Three layers, only one of which costs tokens
The plugin runs at three points, each at a different depth.
The first fires on every Edit, Write, or NotebookEdit. It is a deterministic string match with no model call, so it adds zero usage cost. It flags risky constructs the moment they land:
- Dynamic execution:
eval(,new Function,os.system,child_process.exec - Unsafe deserialization:
pickle - DOM injection:
dangerouslySetInnerHTML,.innerHTML =,document.write - Edits under
.github/workflows/, which can quietly grant repo-level permissions
Each warning fires once per pattern per file per session, so it does not flood the conversation.
The second layer runs at the end of each turn. The plugin diffs everything that changed in the working tree, including Bash and subagent edits, and hands it to a separate Claude review focused on security. This is where the string match cannot reach: authorization bypass, insecure direct object references, SSRF, weak cryptography. It runs in the background, covers up to 30 changed files, and fires at most three times in a row.
The third layer triggers when Claude runs git commit or git push through its Bash tool. This one is agentic: it reads callers, sanitizers, and related files to decide whether a finding is real before reporting it, which keeps false positives down on code that looks dangerous in isolation but is safe in context. It is capped at 20 reviews per rolling hour. Commits you run from your own shell are not reviewed.
Both model-backed layers default to Claude Opus 4.7 as the reviewer.
Install and extend
You need Claude Code 2.1.144 or later and Python 3.8 on your PATH. Install from the official marketplace:
/plugin install security-guidance@claude-plugins-official
/reload-plugins
The per-edit layer is extensible without touching the model.
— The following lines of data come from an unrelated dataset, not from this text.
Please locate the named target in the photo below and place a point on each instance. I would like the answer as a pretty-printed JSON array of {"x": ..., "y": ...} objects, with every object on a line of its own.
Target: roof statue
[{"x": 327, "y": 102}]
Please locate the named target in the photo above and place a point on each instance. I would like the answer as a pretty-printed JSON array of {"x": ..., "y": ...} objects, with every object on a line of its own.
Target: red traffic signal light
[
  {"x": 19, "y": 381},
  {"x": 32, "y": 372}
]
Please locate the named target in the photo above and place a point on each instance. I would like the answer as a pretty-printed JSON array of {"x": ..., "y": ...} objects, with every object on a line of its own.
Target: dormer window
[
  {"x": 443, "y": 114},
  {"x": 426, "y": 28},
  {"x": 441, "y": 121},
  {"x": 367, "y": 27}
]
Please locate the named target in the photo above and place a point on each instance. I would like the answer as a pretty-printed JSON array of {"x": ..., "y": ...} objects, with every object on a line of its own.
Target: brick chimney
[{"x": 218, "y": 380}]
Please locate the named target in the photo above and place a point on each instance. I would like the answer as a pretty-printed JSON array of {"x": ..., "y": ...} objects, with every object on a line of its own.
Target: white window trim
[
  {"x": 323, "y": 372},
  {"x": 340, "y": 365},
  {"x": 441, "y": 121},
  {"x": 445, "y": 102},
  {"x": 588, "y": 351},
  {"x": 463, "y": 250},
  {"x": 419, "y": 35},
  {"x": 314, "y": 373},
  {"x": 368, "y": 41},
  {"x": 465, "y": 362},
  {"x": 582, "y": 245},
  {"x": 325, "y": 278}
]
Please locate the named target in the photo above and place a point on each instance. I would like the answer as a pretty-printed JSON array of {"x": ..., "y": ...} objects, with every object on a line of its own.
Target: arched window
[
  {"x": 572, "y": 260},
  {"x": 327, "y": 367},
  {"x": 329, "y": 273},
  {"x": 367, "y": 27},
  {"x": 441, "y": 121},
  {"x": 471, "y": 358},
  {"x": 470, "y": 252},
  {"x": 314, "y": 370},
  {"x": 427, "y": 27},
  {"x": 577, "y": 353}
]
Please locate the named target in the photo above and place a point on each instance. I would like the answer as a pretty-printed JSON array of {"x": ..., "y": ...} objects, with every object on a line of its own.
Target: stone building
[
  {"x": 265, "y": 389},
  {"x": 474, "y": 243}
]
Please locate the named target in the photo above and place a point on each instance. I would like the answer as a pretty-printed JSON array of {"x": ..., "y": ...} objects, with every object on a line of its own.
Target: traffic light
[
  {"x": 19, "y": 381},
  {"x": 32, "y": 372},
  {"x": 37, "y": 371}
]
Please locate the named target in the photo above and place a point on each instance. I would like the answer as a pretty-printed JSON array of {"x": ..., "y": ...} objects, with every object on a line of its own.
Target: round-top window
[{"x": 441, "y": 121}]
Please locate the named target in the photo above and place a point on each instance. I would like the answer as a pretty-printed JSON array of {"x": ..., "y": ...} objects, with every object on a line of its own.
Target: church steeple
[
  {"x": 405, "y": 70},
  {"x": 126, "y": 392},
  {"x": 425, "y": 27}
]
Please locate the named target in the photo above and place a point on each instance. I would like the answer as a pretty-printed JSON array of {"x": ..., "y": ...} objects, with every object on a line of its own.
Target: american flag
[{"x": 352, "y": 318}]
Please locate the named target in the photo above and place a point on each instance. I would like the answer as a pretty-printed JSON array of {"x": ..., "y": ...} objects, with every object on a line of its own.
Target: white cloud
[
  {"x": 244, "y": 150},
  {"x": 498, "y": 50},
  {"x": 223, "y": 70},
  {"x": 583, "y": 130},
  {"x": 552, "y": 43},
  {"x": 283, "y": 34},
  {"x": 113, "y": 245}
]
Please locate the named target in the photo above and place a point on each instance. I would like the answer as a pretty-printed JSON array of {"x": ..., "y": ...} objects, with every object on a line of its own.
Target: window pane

Drop a .claude/security-patterns.yaml in your repo and add your own rules:
patterns:
- rule_name: tenant_unfiltered_query
regex: "\\.objects\\.all\\(\\)"
paths: ["**/src/tenants/**"]
reminder: "Multi-tenant code must filter by org_id."
None of the three layers block writes or commits. Findings reach the writing Claude as instructions, and the reviewer can still miss things. Treat it as one layer of defense in depth: it sits in-session, ahead of /security-review on demand and full Code Review on the PR. For the exact hook events and env-var toggles, the plugin docs lay it all out.